Telefon dinlemeleri "istihbari" ya da "adli" nitelikte olabiliyor. Her ikisi de, Telekomünikasyon İletişim Başkanlığı (TİB) aracılığıyla gerçekleşiyor. Her ikisi için de, hâkim kararı gerekli. Yalnız, istihbari nitelikteki dinlemelerde elde edilen kayıtlar, mahkemede delil olarak kullanılamıyor. Buna mukabil, "internete düşen" birçok ses kaydının, istihbari nitelikteki dinlemeler neticesinde kaydedilmiş olması akla yakın. Mahkemede delil sayılmasa dahi, hedefteki kişiler böylece vicdanlarda mahkûm oluyor.

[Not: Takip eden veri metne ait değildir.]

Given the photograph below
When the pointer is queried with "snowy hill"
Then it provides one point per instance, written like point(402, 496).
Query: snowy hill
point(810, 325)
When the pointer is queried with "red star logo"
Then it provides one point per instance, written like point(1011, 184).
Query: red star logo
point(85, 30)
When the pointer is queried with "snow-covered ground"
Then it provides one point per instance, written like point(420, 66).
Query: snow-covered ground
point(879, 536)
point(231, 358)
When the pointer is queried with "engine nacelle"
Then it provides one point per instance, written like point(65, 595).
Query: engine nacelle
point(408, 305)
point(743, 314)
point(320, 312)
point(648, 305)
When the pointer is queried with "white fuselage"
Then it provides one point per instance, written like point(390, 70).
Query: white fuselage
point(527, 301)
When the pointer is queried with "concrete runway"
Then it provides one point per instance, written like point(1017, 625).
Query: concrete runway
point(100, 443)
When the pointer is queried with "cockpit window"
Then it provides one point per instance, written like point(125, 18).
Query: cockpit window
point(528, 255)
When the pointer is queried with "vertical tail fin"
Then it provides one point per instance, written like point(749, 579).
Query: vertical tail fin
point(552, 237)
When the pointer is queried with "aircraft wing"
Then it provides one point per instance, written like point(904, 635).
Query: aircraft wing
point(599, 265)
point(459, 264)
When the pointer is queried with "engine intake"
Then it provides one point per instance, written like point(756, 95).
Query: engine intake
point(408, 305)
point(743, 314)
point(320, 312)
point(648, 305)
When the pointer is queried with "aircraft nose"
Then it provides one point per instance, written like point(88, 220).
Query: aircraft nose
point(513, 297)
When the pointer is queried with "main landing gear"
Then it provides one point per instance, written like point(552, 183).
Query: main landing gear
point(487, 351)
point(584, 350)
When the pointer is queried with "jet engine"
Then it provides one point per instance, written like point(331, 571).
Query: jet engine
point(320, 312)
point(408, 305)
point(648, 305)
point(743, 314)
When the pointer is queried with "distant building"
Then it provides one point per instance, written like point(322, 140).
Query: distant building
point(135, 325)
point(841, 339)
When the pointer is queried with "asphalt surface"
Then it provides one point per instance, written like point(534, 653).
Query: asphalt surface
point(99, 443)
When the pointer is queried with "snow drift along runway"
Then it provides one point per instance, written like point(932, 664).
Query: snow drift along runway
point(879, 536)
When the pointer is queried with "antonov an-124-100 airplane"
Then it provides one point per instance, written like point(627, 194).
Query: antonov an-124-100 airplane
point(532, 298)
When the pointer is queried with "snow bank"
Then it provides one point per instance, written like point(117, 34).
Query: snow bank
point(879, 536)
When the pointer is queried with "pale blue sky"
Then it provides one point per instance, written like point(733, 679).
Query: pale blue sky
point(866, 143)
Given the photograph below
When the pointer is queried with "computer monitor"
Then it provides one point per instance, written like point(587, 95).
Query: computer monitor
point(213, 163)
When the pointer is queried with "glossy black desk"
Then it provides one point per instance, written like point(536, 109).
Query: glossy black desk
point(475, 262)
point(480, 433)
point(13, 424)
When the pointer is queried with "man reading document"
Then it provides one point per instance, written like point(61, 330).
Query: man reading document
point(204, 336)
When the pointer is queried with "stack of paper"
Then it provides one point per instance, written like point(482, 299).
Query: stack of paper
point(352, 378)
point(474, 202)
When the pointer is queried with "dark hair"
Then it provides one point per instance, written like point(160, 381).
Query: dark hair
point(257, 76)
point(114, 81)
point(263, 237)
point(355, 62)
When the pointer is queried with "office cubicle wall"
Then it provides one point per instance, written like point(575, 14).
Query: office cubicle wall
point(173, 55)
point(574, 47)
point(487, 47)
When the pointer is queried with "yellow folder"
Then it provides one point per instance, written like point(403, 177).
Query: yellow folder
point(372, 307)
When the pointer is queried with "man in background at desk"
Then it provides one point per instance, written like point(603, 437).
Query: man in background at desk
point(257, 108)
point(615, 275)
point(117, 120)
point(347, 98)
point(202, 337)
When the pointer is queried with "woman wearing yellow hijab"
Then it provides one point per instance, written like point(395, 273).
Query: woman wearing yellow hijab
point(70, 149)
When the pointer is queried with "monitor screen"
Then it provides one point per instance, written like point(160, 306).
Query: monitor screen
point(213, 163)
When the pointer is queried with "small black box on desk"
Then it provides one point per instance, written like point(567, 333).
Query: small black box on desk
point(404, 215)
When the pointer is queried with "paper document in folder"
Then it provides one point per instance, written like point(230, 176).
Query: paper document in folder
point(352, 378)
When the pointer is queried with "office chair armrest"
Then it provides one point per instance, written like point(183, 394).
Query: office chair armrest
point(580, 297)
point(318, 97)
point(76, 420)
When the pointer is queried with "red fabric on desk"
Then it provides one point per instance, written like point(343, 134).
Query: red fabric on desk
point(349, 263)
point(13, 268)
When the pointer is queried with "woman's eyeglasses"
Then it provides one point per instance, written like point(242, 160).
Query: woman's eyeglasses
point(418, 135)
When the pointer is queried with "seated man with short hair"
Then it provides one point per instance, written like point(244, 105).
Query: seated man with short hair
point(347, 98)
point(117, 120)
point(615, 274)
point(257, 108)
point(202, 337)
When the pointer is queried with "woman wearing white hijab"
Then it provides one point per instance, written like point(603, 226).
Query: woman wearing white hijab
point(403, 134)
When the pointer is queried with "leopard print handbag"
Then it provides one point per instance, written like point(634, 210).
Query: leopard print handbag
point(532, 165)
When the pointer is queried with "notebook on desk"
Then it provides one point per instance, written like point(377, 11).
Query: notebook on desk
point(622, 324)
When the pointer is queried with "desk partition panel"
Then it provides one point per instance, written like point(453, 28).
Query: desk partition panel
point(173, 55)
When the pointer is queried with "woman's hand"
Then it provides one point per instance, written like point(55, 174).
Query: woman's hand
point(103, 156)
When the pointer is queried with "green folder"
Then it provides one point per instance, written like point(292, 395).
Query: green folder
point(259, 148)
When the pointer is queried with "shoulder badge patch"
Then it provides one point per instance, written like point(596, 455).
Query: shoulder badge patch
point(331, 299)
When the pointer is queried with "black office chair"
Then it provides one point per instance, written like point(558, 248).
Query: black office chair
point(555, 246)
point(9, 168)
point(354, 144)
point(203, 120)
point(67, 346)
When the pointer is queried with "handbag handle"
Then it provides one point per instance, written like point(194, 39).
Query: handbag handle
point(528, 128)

Hanefi Avcı'nın kitabında, yukarıda anlattıklarımla ilgili ve üzerine gidilmesi gerektiğine inandığım bir iddia mevcut. Bazı telefonlar, sadece İMEİ numarası verilerek, "istihbari" olduğu gerekçesiyle, yani bilgi toplamak amacıyla dinlenebiliyormuş. Bazen de, sahte isimler veriliyor ve hâkim fark etmeden önemli kişilerin telefonları bu şekilde kayıt altına alınıyormuş. Adli dinlemeler ise, -dava ile ilgili bir şüpheli söz konusu olduğundan- istismara açık değil. İstihbari nitelikteki dinlemelerde suiistimal yapıldığını TİB Başkanı Fethi Şimşek de kabul etmiş. Gaye istihbarat toplamak olduğundan, telefonun sadece İMEİ numarasıyla bile hâkimden karar çıkartmak mümkünmüş.
Ama her halükârda, bunların kayıtları TİB'de mevcut. Bu yönteme kimlerin, hangi kişiler hakkında başvurduğu kolayca bilinebilir.
Hem adli, hem istihbari nitelikteki dinlemeleri hâkimden talep etme yetkisine Emniyet'in yanı sıra, Jandarma İstihbarat ve MİT de sahip. Eğer Emniyet'te birileri yetkisini aşarak onu bunu dinliyorsa, Jandarma İstihbarat ve MİT'te de benzer işlere tevessül edenler mutlaka vardır. Bence Avcı'nın kitabı, Pandora'nın kutusunun açılmasını sağlamalı: Yasadışı kim dinleme yapıyorsa, bir an önce ortaya çıkmalı.